The risks associated with the internet extend to nation states. A cyber attack on an Iranian power plant in 2010 showed that the internet could be used to disrupt and potentially even destroy critical national infrastructure. Highlighting the scale of the problem on a national level President Obama announced just a couple of weeks ago that he was setting aside $2.3bn for US Defense Department spending on cyber security. Closer to home David Cameron announced last October that £650m was going to be spent on cyber security. He said that the money would "significantly enhance our ability to detect and defend against cyber attacks and fix shortfalls in the critical cyber infrastructure on which the whole country now depends".
Internet security is clearly a major issue and there are a number of programs and initiatives around the world where both governments and industry are looking to solve some of the current cyber threats that we face today.
It is said that humanity deals reasonably well with risks that are current, but maybe not so well when it comes to long-term risk mitigation.
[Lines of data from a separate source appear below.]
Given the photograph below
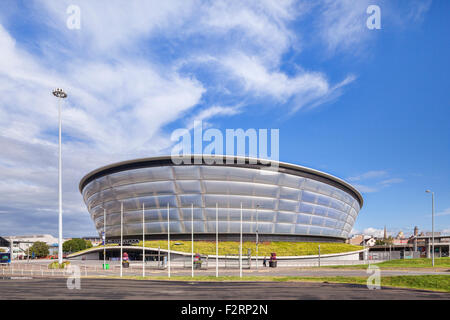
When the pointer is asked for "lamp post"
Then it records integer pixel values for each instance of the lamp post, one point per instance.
(60, 94)
(257, 239)
(432, 226)
(104, 239)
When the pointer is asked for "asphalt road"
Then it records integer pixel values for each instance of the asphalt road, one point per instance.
(45, 288)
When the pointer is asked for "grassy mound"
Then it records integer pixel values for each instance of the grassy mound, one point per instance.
(264, 248)
(406, 263)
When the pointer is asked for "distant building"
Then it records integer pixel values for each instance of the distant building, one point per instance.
(356, 239)
(369, 242)
(94, 240)
(22, 243)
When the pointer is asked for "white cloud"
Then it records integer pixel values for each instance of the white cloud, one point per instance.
(373, 181)
(368, 175)
(445, 212)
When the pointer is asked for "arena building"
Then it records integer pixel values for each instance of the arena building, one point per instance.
(294, 203)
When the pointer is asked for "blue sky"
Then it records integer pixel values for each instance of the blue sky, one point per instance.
(368, 106)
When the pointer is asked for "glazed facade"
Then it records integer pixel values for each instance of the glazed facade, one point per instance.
(294, 201)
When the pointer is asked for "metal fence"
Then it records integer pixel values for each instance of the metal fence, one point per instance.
(232, 261)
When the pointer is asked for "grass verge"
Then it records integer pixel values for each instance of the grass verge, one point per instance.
(404, 263)
(424, 282)
(264, 248)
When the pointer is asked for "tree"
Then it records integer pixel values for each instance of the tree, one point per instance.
(76, 244)
(40, 249)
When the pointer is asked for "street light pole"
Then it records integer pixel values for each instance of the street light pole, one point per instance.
(143, 239)
(60, 94)
(257, 240)
(240, 248)
(192, 238)
(104, 239)
(432, 226)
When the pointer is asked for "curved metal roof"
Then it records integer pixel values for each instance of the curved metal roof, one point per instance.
(237, 161)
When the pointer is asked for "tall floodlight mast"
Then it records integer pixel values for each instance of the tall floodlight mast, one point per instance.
(60, 94)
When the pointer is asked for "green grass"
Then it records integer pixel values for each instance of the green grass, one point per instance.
(405, 263)
(423, 282)
(264, 248)
(96, 247)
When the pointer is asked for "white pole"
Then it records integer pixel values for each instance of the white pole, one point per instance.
(60, 254)
(217, 239)
(432, 227)
(143, 239)
(104, 239)
(121, 237)
(192, 238)
(168, 240)
(240, 249)
(257, 240)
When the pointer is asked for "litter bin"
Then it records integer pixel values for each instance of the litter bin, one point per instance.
(273, 260)
(197, 261)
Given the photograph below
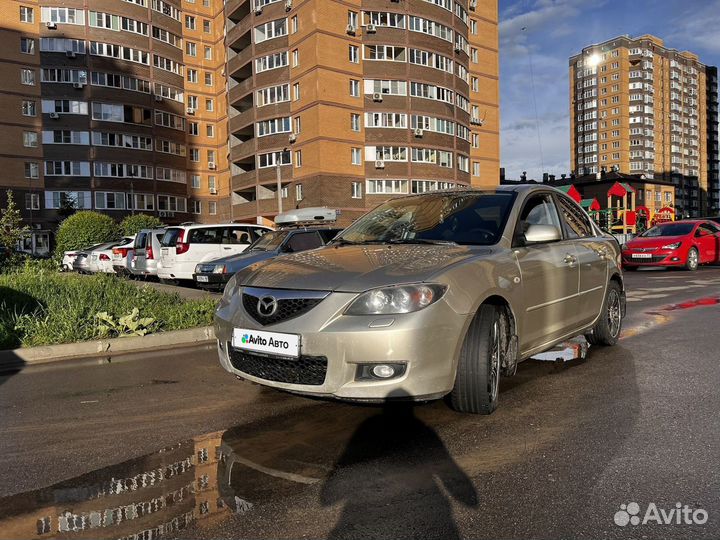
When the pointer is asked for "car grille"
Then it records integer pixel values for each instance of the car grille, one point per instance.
(288, 308)
(308, 370)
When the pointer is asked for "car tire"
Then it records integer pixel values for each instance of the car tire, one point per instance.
(692, 261)
(478, 373)
(608, 327)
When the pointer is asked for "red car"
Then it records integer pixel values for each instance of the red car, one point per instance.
(686, 244)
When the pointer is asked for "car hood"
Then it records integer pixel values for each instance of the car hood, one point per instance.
(657, 241)
(355, 268)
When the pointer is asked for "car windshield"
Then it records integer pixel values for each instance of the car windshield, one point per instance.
(670, 229)
(269, 241)
(475, 218)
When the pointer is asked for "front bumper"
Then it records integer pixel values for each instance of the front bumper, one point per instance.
(426, 343)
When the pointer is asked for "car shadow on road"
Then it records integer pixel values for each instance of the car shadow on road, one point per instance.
(392, 479)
So what of the future - we know the alarming pace at which technology is developing, we know how the internet is core to a functioning society and we know that we are only going to rely on it more and more. So what about securing the internet of tomorrow?
A select group of leading companies, key government policy makers, industry visionaries and world leading research institutes are gathering at Queens University Belfast today to discuss this very thing.
Queens University's Centre for Secure Information Technologies (CSIT) recognised that a lot was being done on current cyber threats, but there was perhaps not a lot of collective thinking about what was coming next, so had the vision of establishing the World Cyber Security Technology Research summit to discuss cyber security: what's next?
As the UK's leading university centre for cyber security research, CSIT is already making a major contribution to making the internet of the future a safer place.
Researchers at the centre see future networks as being similar to the infrastructure that supplies water to our homes. When we fill a glass from the tap, we expect the water to be pure. We don't have to install filters to make it safe for drinking because the water system does that already.
In the same way, CSIT researchers believe that in the near future when we turn on our home computers we should also be confident that the mechanism that delivers the internet will also cleanse its content.
To make this vision a reality, the researchers are pioneering groundbreaking technology that could soon be in widespread use to eradicate many internet threats before they can cause any harm.
Key to their approach is a new type of tiny but highly powerful electronic processor capable of handling internet traffic at rates of between 100 and 10,000 times faster than anything that is currently available.
Each circuit can screen huge volumes of internet data - equivalent to the amount produced by 100,000 households - before it is delivered to the home. This is done in real time so that any malicious or threatening content can be stopped in its tracks before it reaches the living room.
CSIT is also working on sophisticated software to govern what the processors need to watch out for and how to respond to anything suspicious that they might detect.
These are exciting developments which will be outlined at today's World Cyber Security Technology Research summit. It is a particularly significant occasion as it will be the first time that these key world experts will come together to decide what all of us need to do to safeguard the internet of tomorrow.